Beim Österreichischen Schulleitungskongress (ÖSLK) 2026 in Wien stand die Zukunft schulischer Führung im Mittelpunkt. Der Kongress gilt als Fachveranstaltung für Schulleitungen in Österreich und bot mit Vorträgen, Workshops und Diskussionsformaten vielfältige Impulse für die Weiterentwicklung von Schule und Leadership.

Ein besonderes Highlight war die Podiumsdiskussion zum Thema „Mehr Freiraum, mehr Verantwortung: Wie viel Autonomie braucht die Schule der Zukunft?“. Hochkarätige Expertinnen und Experten beleuchteten dabei unterschiedliche Perspektiven:

· Prof. Dr. Stephan Gerhard Huber, Bildungsforscher und Schulentwicklungsbegleiter Linz School of Education

· MA Christoph Wiederkehr, Bundesminister für Bildung

· Dir. BEd M.Ed Christine Obermayr, Leiterin der TNMS Eferding Nord (OÖ)

· PhD Jakob Calice , Vorstand lnnovationsstiftung für Bildung (ISB)
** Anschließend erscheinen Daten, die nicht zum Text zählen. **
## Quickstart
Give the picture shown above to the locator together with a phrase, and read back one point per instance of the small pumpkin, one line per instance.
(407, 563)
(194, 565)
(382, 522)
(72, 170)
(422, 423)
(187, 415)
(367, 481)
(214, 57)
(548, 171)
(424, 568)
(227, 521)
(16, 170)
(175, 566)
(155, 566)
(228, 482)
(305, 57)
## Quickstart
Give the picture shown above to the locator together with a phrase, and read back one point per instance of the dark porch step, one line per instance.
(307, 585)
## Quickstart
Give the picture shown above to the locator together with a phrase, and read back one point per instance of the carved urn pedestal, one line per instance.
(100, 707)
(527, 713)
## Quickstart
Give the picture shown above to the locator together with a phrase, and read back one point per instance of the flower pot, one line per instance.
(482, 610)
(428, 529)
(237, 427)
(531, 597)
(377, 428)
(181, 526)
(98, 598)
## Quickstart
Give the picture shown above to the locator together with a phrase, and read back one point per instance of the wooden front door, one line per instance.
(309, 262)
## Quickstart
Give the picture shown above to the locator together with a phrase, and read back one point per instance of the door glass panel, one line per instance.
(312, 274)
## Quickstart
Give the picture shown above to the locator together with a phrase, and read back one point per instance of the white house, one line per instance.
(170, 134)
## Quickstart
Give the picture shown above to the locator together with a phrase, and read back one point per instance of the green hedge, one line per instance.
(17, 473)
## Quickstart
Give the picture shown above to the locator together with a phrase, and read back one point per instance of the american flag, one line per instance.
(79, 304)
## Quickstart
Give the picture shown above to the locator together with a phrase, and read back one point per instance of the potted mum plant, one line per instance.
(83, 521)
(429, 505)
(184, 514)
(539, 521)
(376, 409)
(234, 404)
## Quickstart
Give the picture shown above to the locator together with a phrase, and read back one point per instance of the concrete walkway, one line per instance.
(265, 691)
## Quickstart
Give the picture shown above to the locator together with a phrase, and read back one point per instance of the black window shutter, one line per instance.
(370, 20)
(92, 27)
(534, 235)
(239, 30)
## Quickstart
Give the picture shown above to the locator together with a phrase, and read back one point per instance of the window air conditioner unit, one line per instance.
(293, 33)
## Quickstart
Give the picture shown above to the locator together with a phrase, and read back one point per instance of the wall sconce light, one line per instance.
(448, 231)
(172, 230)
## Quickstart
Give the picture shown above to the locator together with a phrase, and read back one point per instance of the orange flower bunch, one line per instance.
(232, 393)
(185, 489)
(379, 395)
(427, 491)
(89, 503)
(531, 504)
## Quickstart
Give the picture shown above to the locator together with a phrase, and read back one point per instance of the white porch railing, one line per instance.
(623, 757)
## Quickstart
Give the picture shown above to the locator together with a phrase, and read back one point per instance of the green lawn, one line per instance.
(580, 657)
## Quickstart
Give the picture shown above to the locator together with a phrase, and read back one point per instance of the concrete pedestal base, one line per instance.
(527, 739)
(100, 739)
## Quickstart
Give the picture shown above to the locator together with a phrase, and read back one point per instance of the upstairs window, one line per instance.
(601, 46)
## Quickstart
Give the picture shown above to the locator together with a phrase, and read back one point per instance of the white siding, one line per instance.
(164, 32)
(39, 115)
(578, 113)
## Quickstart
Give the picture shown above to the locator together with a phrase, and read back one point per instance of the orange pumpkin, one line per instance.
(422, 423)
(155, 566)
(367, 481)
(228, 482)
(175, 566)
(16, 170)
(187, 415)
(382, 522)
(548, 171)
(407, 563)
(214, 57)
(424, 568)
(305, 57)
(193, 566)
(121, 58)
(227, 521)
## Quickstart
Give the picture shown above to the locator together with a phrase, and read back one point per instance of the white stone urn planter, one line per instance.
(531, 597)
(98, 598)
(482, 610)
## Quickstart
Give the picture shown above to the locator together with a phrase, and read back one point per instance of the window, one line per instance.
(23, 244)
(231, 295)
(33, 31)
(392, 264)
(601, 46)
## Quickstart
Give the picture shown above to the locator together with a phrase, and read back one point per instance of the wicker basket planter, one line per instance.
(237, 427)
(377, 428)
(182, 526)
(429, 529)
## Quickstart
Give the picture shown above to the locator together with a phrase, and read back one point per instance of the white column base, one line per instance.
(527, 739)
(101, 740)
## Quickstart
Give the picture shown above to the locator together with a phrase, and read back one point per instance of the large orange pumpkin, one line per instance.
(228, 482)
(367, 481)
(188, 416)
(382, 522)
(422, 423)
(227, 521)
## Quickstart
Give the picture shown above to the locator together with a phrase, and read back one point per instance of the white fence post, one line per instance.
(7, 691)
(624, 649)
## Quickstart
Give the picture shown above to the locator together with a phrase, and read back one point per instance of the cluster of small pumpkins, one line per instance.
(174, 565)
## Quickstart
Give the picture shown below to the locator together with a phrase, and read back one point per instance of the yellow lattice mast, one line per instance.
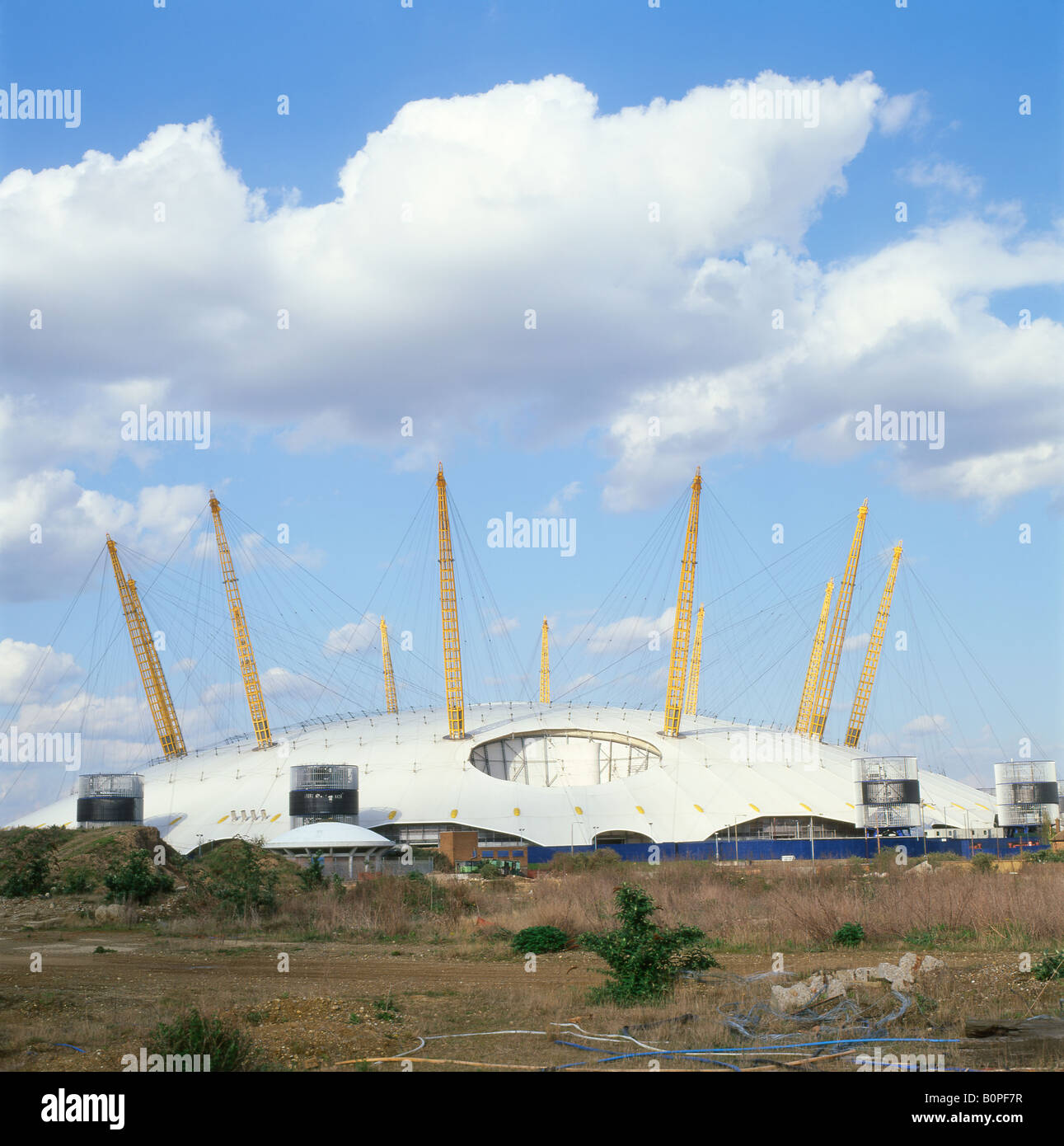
(813, 672)
(148, 663)
(246, 657)
(682, 622)
(544, 669)
(692, 700)
(391, 699)
(872, 655)
(832, 650)
(449, 617)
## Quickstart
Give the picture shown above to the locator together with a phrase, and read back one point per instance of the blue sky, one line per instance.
(428, 322)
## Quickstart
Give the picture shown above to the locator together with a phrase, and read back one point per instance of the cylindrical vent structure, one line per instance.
(1026, 793)
(321, 792)
(885, 792)
(110, 800)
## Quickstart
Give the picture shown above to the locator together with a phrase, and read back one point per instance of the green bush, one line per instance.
(26, 866)
(597, 860)
(78, 881)
(1049, 966)
(540, 940)
(849, 935)
(313, 876)
(247, 881)
(643, 957)
(195, 1034)
(137, 881)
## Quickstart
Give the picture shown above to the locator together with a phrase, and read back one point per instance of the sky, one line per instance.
(570, 251)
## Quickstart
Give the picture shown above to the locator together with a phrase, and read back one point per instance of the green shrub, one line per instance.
(78, 881)
(540, 940)
(1049, 966)
(26, 866)
(584, 861)
(313, 876)
(849, 935)
(137, 881)
(643, 957)
(247, 881)
(195, 1034)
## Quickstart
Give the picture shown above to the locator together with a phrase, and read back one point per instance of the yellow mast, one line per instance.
(872, 655)
(829, 666)
(692, 700)
(255, 704)
(544, 669)
(449, 617)
(682, 620)
(148, 663)
(813, 670)
(391, 699)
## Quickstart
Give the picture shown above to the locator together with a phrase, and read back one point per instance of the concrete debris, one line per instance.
(832, 984)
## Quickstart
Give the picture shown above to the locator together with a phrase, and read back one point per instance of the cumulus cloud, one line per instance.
(949, 176)
(611, 270)
(30, 672)
(353, 637)
(926, 725)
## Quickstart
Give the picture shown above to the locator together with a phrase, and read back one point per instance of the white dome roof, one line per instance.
(716, 773)
(329, 834)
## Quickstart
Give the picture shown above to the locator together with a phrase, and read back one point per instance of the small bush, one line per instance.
(137, 881)
(597, 860)
(1049, 966)
(195, 1034)
(247, 881)
(313, 876)
(540, 940)
(643, 957)
(77, 881)
(26, 867)
(849, 935)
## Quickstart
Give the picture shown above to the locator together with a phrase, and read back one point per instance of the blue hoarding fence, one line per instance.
(827, 848)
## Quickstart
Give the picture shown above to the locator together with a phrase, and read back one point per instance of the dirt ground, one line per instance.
(340, 1003)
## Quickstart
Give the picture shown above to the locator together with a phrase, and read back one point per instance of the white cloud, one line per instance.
(908, 110)
(452, 223)
(30, 672)
(630, 632)
(564, 496)
(353, 637)
(949, 176)
(926, 725)
(73, 526)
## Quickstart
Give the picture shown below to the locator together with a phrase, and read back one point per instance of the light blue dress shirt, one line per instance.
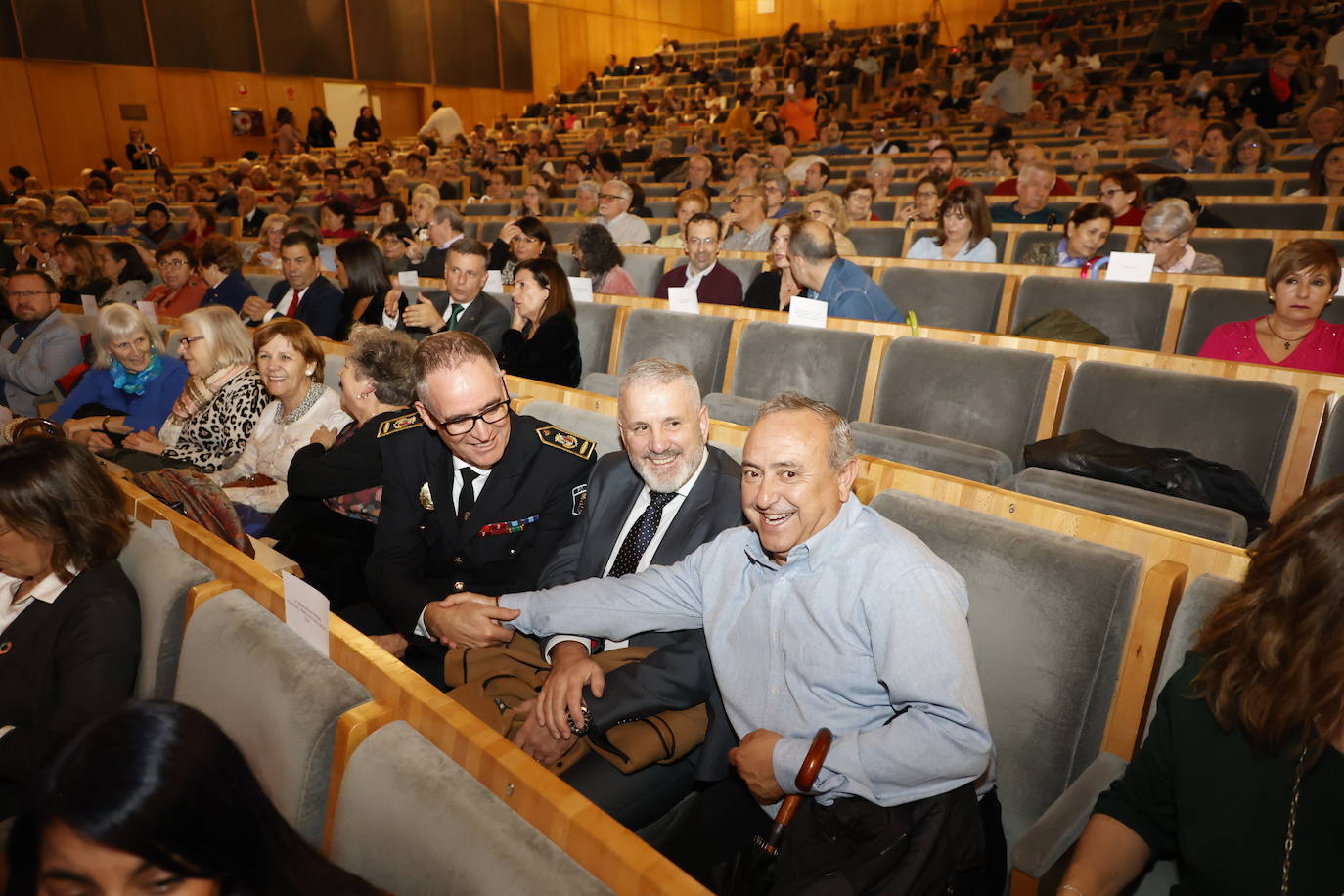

· Mag. Doris Pfingstner, Direktorin Modulare Mittelstufe Aspern

· Bob Blume, Lehrkraft Windeck Gymnasium

Im Zentrum der Diskussion stand die Frage, wie viel Gestaltungsfreiraum Schulen benötigen, um innovativ und zukunftsorientiert arbeiten zu können, und welche Rahmenbedingungen gleichzeitig notwendig sind, um Qualität und Verlässlichkeit sicherzustellen. Die VPFA war auch heuer wieder vertreten: Obfrau Christine Obermayr, M.Ed. brachte am Podium die zentralen Anliegen der Schulleitungen ein und setzte dabei klare Impulse für mehr Autonomie sowie eine spürbare Entlastung durch den Abbau überbordender Verwaltungsbürokratie.

Darüber hinaus sorgten inspirierende Keynotes für besondere Denkanstöße: Bob Blume zeigte in seinem Vortrag zu „Schlüsselkompetenzen und Future Skills“, welche Fähigkeiten Lernende künftig benötigen, um in einer sich rasch verändernden Welt erfolgreich zu sein. Ali Mahlodji begeisterte mit seinem Beitrag „Potentialentfaltung im digitalen Zeitalter: Chancen erkennen, auch wenn der Weg steinig ist“ und ermutigte dazu, neue Wege mutig zu beschreiten und individuelle Stärken zu fördern.

Zahlreiche Workshops boten ergänzend praxisnahe Zugänge und vertiefende Auseinandersetzungen mit diesen Themen. Der ÖSLK 2026 zeigte damit einmal mehr, wie wertvoll Austausch, Vernetzung und gemeinsames Weiterdenken für die Schule der Zukunft sind.